The elimination of the income tax increase in 2026 will lead to a decrease in the tax burden from 36.6% to 35.2%. At the same time, investments in security and infrastructure will continue.
VAT: change in price tags
The general VAT rate will be 24% from 01.07.2025, and this change is permanent, no longer temporary, to offset the consequences of what happened with income tax.
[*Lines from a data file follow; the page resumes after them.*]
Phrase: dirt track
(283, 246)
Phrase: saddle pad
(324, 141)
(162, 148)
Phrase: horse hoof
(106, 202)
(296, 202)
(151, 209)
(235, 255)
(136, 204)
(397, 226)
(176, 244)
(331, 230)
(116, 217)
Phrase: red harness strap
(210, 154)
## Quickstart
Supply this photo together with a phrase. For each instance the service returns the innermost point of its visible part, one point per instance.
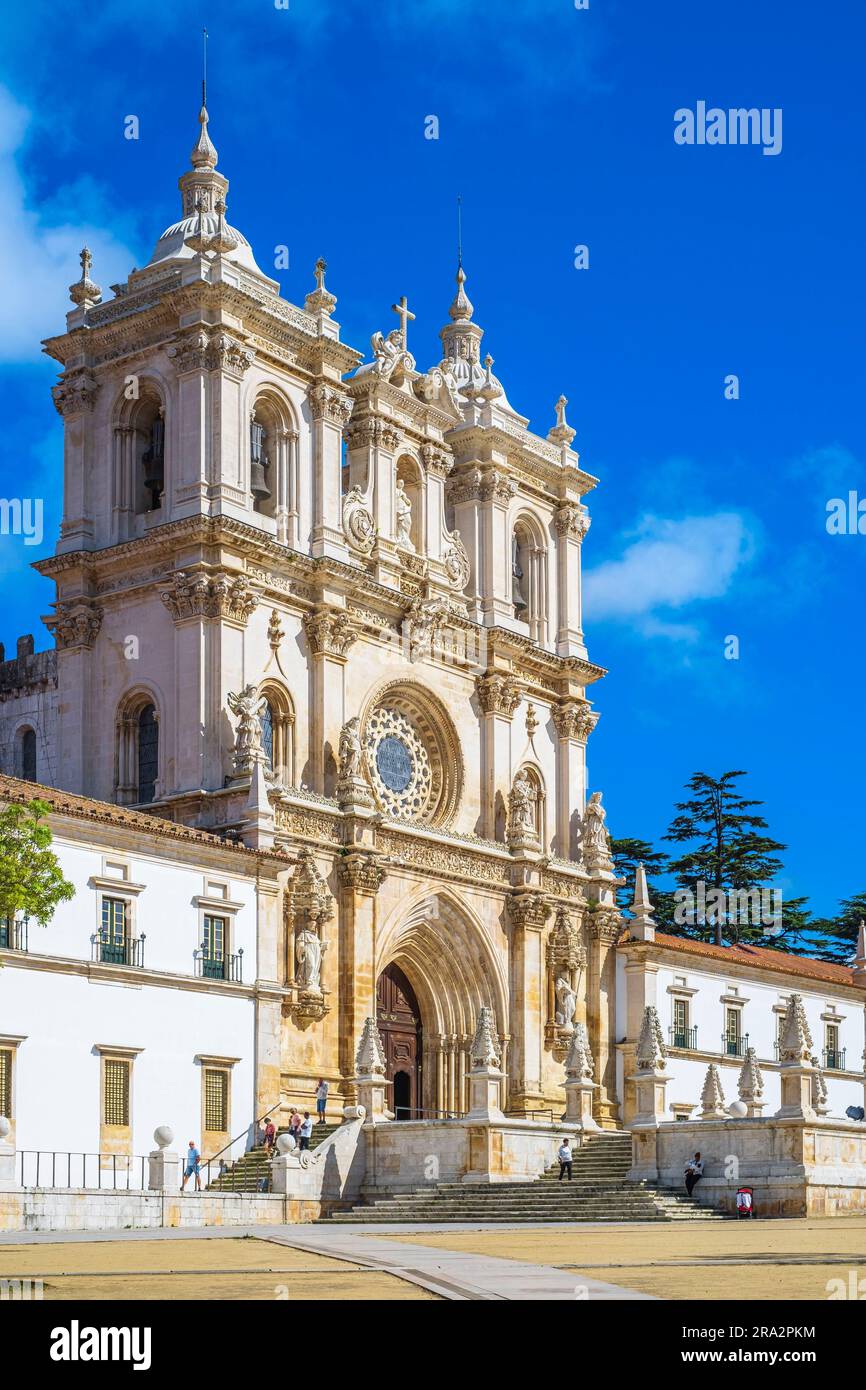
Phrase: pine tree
(729, 851)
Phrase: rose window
(399, 763)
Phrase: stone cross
(405, 316)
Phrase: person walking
(295, 1123)
(565, 1159)
(193, 1166)
(694, 1172)
(321, 1100)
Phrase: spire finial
(84, 292)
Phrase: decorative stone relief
(651, 1052)
(75, 623)
(330, 631)
(307, 908)
(485, 1051)
(248, 705)
(712, 1096)
(359, 526)
(498, 694)
(574, 719)
(566, 959)
(75, 392)
(330, 403)
(221, 595)
(595, 843)
(523, 813)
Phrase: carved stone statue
(249, 706)
(517, 599)
(521, 808)
(403, 517)
(566, 998)
(389, 356)
(594, 840)
(350, 751)
(307, 955)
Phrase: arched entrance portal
(399, 1022)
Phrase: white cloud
(41, 253)
(669, 565)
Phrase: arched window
(530, 577)
(266, 722)
(277, 723)
(148, 754)
(27, 754)
(409, 526)
(138, 752)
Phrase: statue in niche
(403, 517)
(307, 955)
(249, 706)
(517, 599)
(594, 841)
(389, 356)
(350, 751)
(521, 805)
(566, 998)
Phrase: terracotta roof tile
(776, 961)
(106, 813)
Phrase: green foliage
(31, 880)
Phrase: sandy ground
(221, 1269)
(720, 1260)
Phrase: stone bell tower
(203, 420)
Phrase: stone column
(330, 635)
(572, 526)
(528, 912)
(795, 1069)
(330, 407)
(163, 1166)
(370, 1075)
(498, 698)
(603, 929)
(362, 876)
(573, 720)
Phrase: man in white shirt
(694, 1172)
(321, 1100)
(565, 1159)
(306, 1129)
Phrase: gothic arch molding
(442, 950)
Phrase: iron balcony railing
(220, 968)
(14, 933)
(129, 951)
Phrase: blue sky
(556, 127)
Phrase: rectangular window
(113, 931)
(213, 947)
(116, 1086)
(6, 1083)
(216, 1100)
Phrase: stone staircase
(246, 1175)
(598, 1193)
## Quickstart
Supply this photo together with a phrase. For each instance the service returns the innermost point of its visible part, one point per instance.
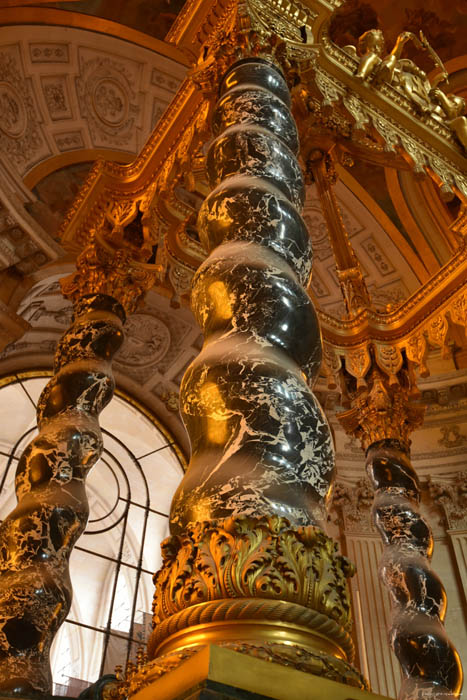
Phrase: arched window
(129, 491)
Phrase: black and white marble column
(430, 663)
(260, 443)
(37, 538)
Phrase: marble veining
(260, 442)
(37, 537)
(429, 661)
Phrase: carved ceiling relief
(22, 138)
(92, 91)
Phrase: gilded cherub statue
(403, 74)
(451, 109)
(370, 49)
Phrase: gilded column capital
(102, 269)
(382, 410)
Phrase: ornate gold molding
(242, 582)
(383, 410)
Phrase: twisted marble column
(247, 565)
(430, 663)
(37, 537)
(260, 443)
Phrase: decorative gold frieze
(382, 410)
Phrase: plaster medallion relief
(147, 341)
(56, 97)
(46, 52)
(69, 141)
(381, 261)
(452, 436)
(318, 231)
(20, 136)
(107, 98)
(110, 102)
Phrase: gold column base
(257, 586)
(220, 669)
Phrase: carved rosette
(37, 537)
(241, 578)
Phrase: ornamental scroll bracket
(400, 338)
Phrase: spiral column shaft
(37, 537)
(247, 565)
(260, 443)
(429, 661)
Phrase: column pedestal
(214, 673)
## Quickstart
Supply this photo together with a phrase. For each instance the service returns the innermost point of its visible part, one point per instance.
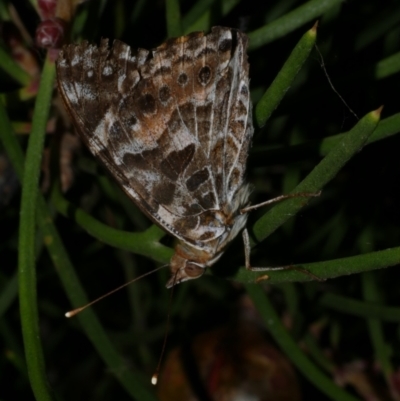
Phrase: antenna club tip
(154, 379)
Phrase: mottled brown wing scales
(171, 125)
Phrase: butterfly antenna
(77, 310)
(154, 378)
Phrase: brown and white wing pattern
(172, 125)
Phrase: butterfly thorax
(190, 261)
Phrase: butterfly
(173, 126)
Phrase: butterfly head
(189, 263)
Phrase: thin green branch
(13, 69)
(291, 349)
(309, 11)
(27, 231)
(173, 15)
(327, 269)
(277, 90)
(360, 309)
(382, 354)
(145, 243)
(74, 289)
(263, 155)
(319, 176)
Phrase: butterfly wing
(171, 125)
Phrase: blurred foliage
(348, 327)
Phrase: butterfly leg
(280, 198)
(247, 250)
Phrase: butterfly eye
(193, 270)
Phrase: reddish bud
(47, 8)
(50, 33)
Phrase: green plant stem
(325, 171)
(361, 309)
(382, 354)
(291, 349)
(173, 15)
(74, 289)
(277, 90)
(26, 249)
(13, 69)
(307, 12)
(326, 269)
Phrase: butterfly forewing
(172, 125)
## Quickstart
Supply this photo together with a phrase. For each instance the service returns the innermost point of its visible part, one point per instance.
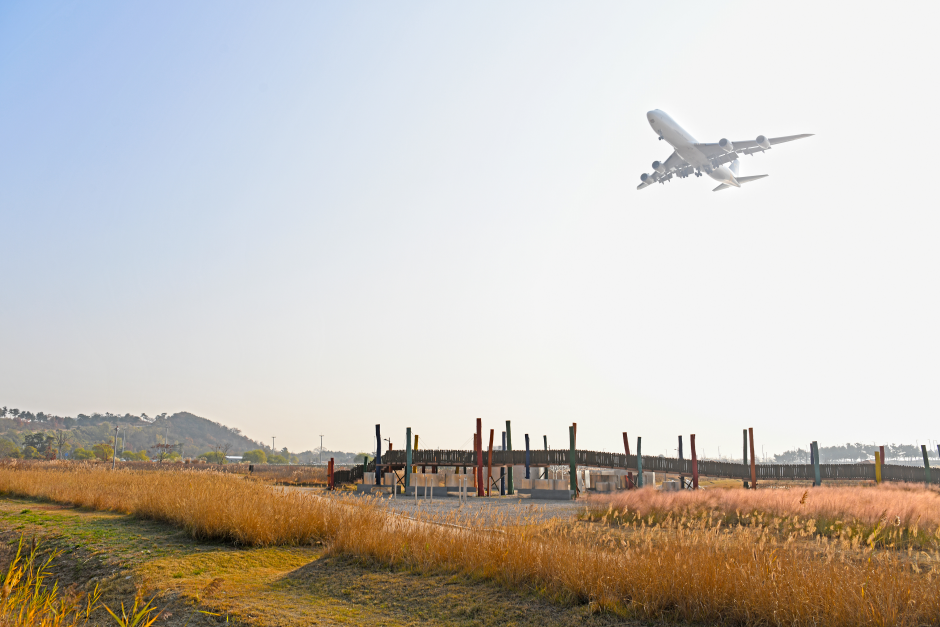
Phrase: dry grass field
(690, 563)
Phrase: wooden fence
(668, 465)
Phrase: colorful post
(527, 456)
(545, 439)
(378, 455)
(750, 435)
(923, 449)
(744, 457)
(489, 466)
(508, 447)
(408, 458)
(479, 447)
(639, 462)
(572, 465)
(626, 449)
(502, 472)
(415, 467)
(817, 481)
(681, 476)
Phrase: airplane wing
(672, 165)
(744, 147)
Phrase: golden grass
(27, 600)
(692, 568)
(902, 515)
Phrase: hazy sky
(308, 218)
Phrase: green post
(923, 449)
(509, 470)
(407, 457)
(818, 477)
(639, 462)
(573, 467)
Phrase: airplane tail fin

What needed to be proven: there is nothing more permanent than temporary phenomena.
VAT rates for accommodation services and press publications also increased this year: from 9% to 13% and from 5% to 9%, respectively.
However, there are also good developments in the field of VAT: from this year, a special regime for small businesses will apply, which simplifies operations in the European Union by relaxing the rules for the emergence of VAT liability for small businesses in another member state, equating them with the rights and obligations of businesses with a registered office and permanent establishment in that member state.
Social security, health and work-life balance
Funded pension payments have been made flexible: 2%, 4% or 6%. This creates more options, but also requires informed decisions.
Unemployment insurance premium rates have remained at the same level and will also apply in 2026 at 1.6% for the employee and 0.8% for the employer.
Health promotion expenses are tax-free up to 400 euros per year, and massage, dental care, and nutritional counseling have been added as services. These changes support employee well-being and work capacity and allow for a more affordable annual package.
Business account and taxes
Entrepreneur account users can tax all income at the 20% rate. However, for users who have joined the 2nd pillar, the tax rate is higher by the funded pension rate. Therefore, the business income tax rate is 20% (not joined), 22%, 24% or 26%.
Car tax: reliefs and exemptions
The Riigikogu is considering tax relief measures aimed at several target groups:
For families with children, the tax amount for each parent of a child under the age of 18 is reduced by up to 100 euros per year.
Minibuses with more than 7 seats are taxed at category N rates, not as passenger cars - this supports families with many children and people with special needs.
Targeted benefits will be introduced for people with disabilities: monthly benefits and state participation in the purchase of assistive devices will increase.
Temporary exceptions: if a vehicle is deregistered or is wanted due to theft, the tax liability is suspended or the tax period is shortened.
We invite you to think and act together.
Tax changes are not just legislative amendments – they are part of a larger discussion about our future. How do we balance the needs of the state and the well-being of the people? How do we support entrepreneurship while ensuring social security?
If you are an entrepreneur, employee, accountant or just an informed citizen - now is the time to be informed, ask, calculate and plan. Taxes affect us all and awareness is the best tool to cope with the changes.